The link with SLE was not identified initially but in retrospect, it seemed to have emerged after her first pregnancy. Emer noted there was no pattern to ‘join up the dots’ in between pregnancies. Symptoms included headaches, joint pains, sore muscles, fainting, nausea and low haemoglobin levels. The stereotypical association of tiredness and being a new mother may have shaded the actual SLE symptoms. Then, only a week after giving birth to her son, Emer had another minor stroke.
“They would take the babies into the nursery, for the first two nights to give the mother a sort of rest. The nurse pushed him back in at 6 am and I thought ‘right, I’ll just get up now to move’. I couldn’t move. So I was thinking ‘Oh God I’ve a terrible headache’, I know what this is, so I managed to wriggle and wriggle and got the bell”.
Emer asked the nurse to feed him, to which the nurse questioned why after the baby had been in the nursery all night. Emer then mentioned that she had a ‘slight problem’.
“I can’t feel the right side of my body, now don’t panic, this has happened before, but I think I’ve had another stroke’. She flies off and comes back with about ten others, and I’m there ‘no, it’ll be okay, but can you feed him, he’s waking up there, he’s due his feed. I was more concerned that [the baby] would get fed than anything else”.
Emer’s situation represents the overall concern that the participants’ predominant concerns were for the risk to and care for the child. Emer noted that since her pregnancy and diagnosis, one significant change was the Antiphospholipid syndrome (APS). Antiphospholipid antibodies have been found to be increased in pregnant women who have had miscarriages. The combination of thrombotic problems, miscarriages, and/or a low platelet count is referred to as APS. This identifies the importance for doctors to check for these antibodies in the event of an individual having a stroke, heart attack, or miscarriage for no known reason. APS provokes blood clots in arteries and veins, as well as pregnancy-related complications such as miscarriage and severe pre-eclampsia [27].
The one thing that has changed is the APS, which is the blood clotting which I presented with first. I believe now that if you present with 3 or more miscarriages in pregnancy they will automatically test for APS because there is now a confirmed link to miscarriages, and there is a risk of APS, there but there’s still not looking at the Lupus part. They’re only focusing on APS. Initially, it was considered the entire one. But say, for example, I presented with primary APS, now at that stage I wasn’t SLE, I’ve only been SLE since 2006. It was primary APS, secondary SLE. But it seems it was inevitable that it would always go that way, but there was a chance that it wouldn’t so the two can exist completely separately. You could just have APS and never develop SLE.
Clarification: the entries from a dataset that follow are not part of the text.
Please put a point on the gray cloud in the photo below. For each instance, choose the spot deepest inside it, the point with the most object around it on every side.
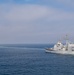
(31, 23)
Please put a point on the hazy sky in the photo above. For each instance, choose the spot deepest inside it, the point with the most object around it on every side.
(36, 21)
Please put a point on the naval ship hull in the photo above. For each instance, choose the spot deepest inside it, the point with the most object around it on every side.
(59, 51)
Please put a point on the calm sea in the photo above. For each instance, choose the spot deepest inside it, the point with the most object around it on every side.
(31, 59)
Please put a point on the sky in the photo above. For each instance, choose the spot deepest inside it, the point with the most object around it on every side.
(36, 21)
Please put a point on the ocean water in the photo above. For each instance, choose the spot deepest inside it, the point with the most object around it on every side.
(31, 59)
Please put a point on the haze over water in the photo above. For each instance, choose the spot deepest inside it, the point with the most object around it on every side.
(32, 60)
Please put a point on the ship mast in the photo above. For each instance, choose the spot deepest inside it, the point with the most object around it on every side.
(67, 42)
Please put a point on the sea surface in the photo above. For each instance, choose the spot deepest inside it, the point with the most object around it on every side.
(31, 59)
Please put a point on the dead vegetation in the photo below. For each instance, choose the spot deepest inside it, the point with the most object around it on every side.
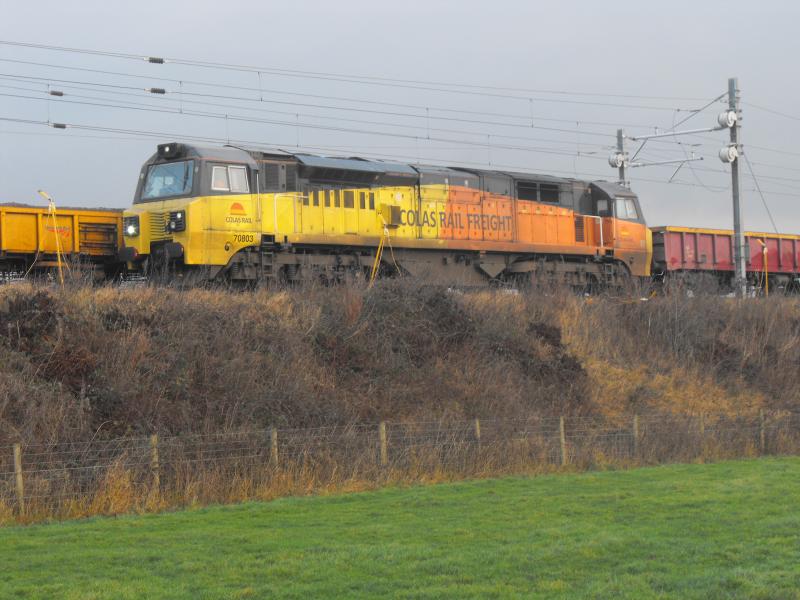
(81, 363)
(88, 374)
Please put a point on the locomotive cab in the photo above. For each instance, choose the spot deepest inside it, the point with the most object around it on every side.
(184, 193)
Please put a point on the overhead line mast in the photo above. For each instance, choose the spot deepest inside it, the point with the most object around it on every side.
(732, 153)
(729, 119)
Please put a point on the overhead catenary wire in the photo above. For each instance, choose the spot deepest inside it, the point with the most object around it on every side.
(760, 193)
(229, 106)
(256, 144)
(260, 90)
(466, 88)
(242, 118)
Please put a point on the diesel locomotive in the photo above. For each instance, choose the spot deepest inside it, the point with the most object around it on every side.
(248, 215)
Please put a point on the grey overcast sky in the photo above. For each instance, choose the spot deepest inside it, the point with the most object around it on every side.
(641, 65)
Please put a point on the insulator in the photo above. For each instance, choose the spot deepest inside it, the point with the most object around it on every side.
(727, 118)
(728, 154)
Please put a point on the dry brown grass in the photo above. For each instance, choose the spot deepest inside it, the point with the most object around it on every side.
(83, 363)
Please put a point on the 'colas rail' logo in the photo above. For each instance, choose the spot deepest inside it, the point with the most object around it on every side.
(237, 214)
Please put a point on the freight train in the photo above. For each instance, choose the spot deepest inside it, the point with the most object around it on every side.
(248, 216)
(251, 216)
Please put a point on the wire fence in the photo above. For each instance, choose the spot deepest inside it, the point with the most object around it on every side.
(40, 481)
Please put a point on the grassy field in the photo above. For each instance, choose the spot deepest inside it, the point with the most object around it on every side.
(726, 530)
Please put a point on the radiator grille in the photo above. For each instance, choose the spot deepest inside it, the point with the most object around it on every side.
(158, 226)
(580, 234)
(98, 238)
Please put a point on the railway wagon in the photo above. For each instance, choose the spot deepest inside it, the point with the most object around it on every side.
(31, 239)
(249, 215)
(680, 250)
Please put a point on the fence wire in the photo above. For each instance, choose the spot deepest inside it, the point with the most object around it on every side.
(62, 480)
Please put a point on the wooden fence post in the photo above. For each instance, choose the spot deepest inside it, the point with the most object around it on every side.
(384, 448)
(273, 445)
(154, 463)
(18, 478)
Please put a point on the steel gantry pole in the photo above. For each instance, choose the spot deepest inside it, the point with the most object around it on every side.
(739, 257)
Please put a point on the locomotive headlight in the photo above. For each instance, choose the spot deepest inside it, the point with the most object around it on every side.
(130, 226)
(177, 221)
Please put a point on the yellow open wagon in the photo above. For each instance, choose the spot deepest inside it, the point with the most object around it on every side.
(31, 238)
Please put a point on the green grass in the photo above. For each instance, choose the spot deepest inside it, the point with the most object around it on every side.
(726, 530)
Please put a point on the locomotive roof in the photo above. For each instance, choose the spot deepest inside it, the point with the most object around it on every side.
(373, 166)
(355, 164)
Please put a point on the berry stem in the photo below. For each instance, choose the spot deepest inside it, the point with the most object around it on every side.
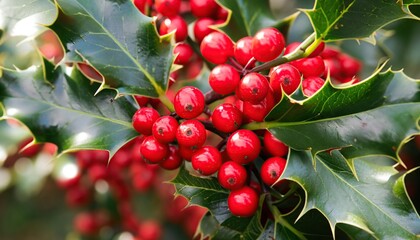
(209, 126)
(299, 52)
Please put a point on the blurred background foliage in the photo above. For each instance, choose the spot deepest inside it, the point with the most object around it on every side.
(32, 206)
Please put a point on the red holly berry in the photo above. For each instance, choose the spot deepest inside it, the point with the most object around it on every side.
(173, 161)
(189, 102)
(273, 146)
(143, 120)
(153, 151)
(243, 202)
(243, 146)
(232, 175)
(183, 52)
(311, 85)
(207, 160)
(243, 50)
(226, 118)
(310, 67)
(191, 133)
(175, 23)
(168, 8)
(259, 111)
(284, 77)
(164, 129)
(267, 44)
(349, 66)
(253, 88)
(150, 230)
(216, 47)
(203, 8)
(271, 170)
(201, 28)
(224, 79)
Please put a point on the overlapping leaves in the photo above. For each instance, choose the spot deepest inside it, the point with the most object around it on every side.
(336, 20)
(63, 110)
(120, 42)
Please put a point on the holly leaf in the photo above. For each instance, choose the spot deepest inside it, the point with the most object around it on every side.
(247, 17)
(372, 198)
(208, 193)
(26, 18)
(117, 40)
(382, 88)
(338, 20)
(63, 110)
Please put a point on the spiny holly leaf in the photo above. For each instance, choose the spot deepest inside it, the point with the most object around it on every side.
(379, 131)
(335, 20)
(27, 17)
(120, 42)
(247, 17)
(369, 199)
(381, 88)
(64, 110)
(208, 193)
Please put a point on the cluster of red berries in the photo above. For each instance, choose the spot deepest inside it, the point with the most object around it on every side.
(125, 172)
(247, 95)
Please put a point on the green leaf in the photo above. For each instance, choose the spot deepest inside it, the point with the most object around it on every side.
(120, 42)
(347, 19)
(367, 198)
(64, 110)
(208, 193)
(27, 17)
(247, 17)
(380, 89)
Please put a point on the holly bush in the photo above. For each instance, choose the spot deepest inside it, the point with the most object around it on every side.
(282, 119)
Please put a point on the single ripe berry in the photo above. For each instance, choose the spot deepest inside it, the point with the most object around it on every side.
(175, 23)
(311, 85)
(216, 47)
(164, 129)
(201, 28)
(191, 133)
(257, 112)
(150, 230)
(173, 161)
(226, 118)
(284, 77)
(310, 67)
(273, 146)
(243, 202)
(153, 151)
(267, 44)
(143, 120)
(203, 8)
(271, 170)
(224, 79)
(253, 88)
(207, 160)
(168, 8)
(183, 52)
(189, 102)
(232, 175)
(243, 50)
(243, 146)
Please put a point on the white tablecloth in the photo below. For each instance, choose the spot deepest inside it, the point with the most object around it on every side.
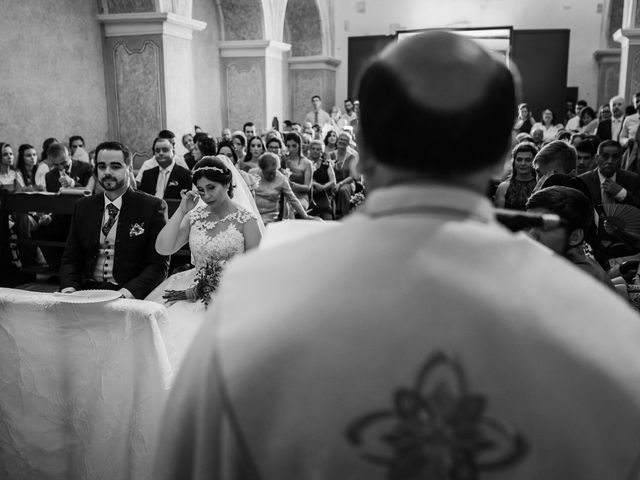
(82, 386)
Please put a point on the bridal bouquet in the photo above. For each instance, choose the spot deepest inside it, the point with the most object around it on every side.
(206, 282)
(356, 200)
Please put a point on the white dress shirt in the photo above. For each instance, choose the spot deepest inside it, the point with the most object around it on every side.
(629, 128)
(552, 352)
(620, 196)
(163, 177)
(153, 163)
(103, 271)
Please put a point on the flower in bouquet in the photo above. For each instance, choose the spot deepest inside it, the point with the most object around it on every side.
(205, 283)
(356, 199)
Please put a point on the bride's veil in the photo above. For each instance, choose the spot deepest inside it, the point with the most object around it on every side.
(241, 194)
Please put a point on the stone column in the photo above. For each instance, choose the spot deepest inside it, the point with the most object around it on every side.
(608, 73)
(309, 76)
(148, 70)
(629, 38)
(253, 82)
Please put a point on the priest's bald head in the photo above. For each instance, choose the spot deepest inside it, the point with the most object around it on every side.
(436, 106)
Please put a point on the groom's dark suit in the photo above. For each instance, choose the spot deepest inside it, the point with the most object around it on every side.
(179, 179)
(136, 264)
(629, 180)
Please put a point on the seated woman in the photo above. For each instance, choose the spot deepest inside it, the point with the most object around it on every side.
(324, 180)
(45, 163)
(272, 185)
(344, 160)
(256, 148)
(588, 121)
(8, 176)
(301, 168)
(514, 192)
(27, 223)
(217, 227)
(226, 148)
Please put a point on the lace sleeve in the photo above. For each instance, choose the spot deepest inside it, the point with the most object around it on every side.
(243, 215)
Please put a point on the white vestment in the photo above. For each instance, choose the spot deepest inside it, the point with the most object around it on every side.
(421, 335)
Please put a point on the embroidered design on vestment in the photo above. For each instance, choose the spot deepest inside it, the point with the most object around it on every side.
(436, 430)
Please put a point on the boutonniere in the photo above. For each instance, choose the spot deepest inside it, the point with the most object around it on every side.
(136, 230)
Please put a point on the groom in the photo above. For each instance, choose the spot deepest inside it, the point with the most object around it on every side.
(434, 343)
(111, 243)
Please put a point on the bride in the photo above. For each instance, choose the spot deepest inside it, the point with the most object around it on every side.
(218, 225)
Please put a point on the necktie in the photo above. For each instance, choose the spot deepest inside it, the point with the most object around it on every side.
(606, 198)
(162, 183)
(113, 213)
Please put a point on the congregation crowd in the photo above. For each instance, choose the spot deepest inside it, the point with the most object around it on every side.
(296, 170)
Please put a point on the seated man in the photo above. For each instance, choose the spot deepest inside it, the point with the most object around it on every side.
(66, 173)
(609, 183)
(567, 240)
(111, 243)
(166, 180)
(586, 159)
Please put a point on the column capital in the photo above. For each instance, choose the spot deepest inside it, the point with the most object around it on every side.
(163, 23)
(314, 62)
(253, 48)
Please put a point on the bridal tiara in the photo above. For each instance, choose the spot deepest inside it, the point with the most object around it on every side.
(215, 169)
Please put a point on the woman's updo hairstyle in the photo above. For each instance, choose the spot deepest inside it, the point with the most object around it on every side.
(214, 169)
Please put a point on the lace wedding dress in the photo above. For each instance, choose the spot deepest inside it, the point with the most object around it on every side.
(220, 239)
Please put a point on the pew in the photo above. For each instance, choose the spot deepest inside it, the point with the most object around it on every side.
(40, 202)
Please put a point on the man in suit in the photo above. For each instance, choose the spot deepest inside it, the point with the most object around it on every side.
(611, 128)
(111, 243)
(168, 179)
(608, 183)
(425, 343)
(66, 173)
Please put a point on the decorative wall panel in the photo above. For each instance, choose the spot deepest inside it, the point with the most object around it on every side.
(307, 83)
(138, 96)
(245, 85)
(303, 28)
(131, 6)
(243, 19)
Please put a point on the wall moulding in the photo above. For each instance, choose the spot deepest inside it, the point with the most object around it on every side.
(313, 63)
(164, 23)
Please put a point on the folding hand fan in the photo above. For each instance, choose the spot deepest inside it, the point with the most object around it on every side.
(625, 217)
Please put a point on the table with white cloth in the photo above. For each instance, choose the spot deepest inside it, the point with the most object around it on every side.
(82, 386)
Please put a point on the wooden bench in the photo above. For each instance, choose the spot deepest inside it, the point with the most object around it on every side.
(39, 202)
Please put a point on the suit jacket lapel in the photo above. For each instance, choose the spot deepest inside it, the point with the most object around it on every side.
(124, 220)
(153, 180)
(96, 221)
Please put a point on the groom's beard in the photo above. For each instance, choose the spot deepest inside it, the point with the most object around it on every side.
(111, 184)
Emer’s narrative displays confusion around the prognosis of APS and the implications. Emer’s second son has since developed Juvenile Idiopathic Arthritis, which some participants view the impact of maternal SLE on the foetus as a reason they are reluctant to becoming pregnant.
Heather is a 22-year-old childminder who developed SLE when she hit puberty. Her symptoms are multi-system including; joint pain, chest pain, anaemia, migraines, exhaustion, and stage five kidney damage.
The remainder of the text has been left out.